Prince George photographers 'creating security risk'


Kensington Palace has accused paparazzi photographers of harassing Prince George, saying the royal toddler had become their "number one target" and accusing them of going to "extreme lengths" to get pictures of him.

In an unusually strongly-worded open letter, Jason Knauf, the communications secretary of the Duke and Duchess of Cambridge, said the tactics used by some photographers were creating a "very real security risk".

Scotland Yard echoed complaints that covert photographers pose a security threat and warned they could be putting themselves at risk from armed intervention at a time when officers are at a "heightened level of readiness".

The palace's hard-hitting letter detailed a series of incidents involving paparazzi, such as using children to draw Prince George into view in playgrounds and an incident last week when a photographer set up a "hide" in his car with sheets and supplies of food and drink as he staked out a play area.

The actions of photographers had left William and Kate "concerned about their ability to provide a childhood for Prince George and Princess Charlotte that is free from harassment and surveillance".

Other incidents included:

:: photographers pursuing cars leaving family homes

:: surveillance of the Berkshire home of the duchess's parents, Carole and Michael Middleton

:: hiding in dunes to take photos of Prince George playing with his grandmother

:: hiding on private property in fields and woodland around the duke and duchess's home in Norfolk

In the letter, Mr Knauf said: "It is of course upsetting that such tactics - reminiscent as they are of past surveillance by groups intent on doing more than capturing images - are being deployed to profit from the image of a two-year-old boy.

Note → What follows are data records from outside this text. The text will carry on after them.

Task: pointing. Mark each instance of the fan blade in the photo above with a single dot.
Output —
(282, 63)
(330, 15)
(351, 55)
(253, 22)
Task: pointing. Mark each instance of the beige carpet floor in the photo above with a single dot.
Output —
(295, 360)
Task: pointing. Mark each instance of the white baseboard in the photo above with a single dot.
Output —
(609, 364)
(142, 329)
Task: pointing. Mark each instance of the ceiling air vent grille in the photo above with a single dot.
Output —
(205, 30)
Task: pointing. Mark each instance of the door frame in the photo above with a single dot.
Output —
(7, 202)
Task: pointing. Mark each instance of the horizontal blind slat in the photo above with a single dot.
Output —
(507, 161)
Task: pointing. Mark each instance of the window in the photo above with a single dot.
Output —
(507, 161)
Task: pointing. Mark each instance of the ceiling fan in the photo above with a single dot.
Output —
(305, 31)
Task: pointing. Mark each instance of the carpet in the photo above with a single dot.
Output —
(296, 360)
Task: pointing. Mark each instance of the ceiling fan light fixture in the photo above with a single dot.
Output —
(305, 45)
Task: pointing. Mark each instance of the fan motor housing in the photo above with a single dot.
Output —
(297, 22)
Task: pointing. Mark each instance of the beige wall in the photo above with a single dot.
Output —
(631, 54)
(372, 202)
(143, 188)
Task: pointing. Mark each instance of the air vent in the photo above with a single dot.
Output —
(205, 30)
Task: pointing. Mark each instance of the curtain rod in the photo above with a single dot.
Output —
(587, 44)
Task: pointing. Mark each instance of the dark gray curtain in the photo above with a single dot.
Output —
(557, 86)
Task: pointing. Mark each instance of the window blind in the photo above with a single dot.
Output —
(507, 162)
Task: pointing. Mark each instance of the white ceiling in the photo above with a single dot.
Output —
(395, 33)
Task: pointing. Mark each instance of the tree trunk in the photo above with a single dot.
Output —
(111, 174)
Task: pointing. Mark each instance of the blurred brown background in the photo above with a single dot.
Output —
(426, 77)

"In a heightened security environment, such tactics are a risk to all involved.

"The worry is that it will not always be possible to quickly distinguish between someone taking photos and someone intending to do more immediate harm."

Meanwhile, Scotland Yard warned photographers that they face putting themselves in danger at a time when the national security threat level from international terrorism is severe.

A statement said: "The covert actions of photographers have at times caused concerns during police protection operations when they have been considered a possible security threat."

It continued: "Photographers are potentially putting themselves at risk from armed intervention where our armed officers perceive a risk to the personal safety of their principal, the public and themselves.

"When assessing potential threats, armed officers have to make split-second decisions regarding their use of force in order to protect their principals, the public and their colleagues.

"Whilst the majority of photographers work responsibly, we would ask those that choose to use covert tactics to consider their actions in light of this potential risk."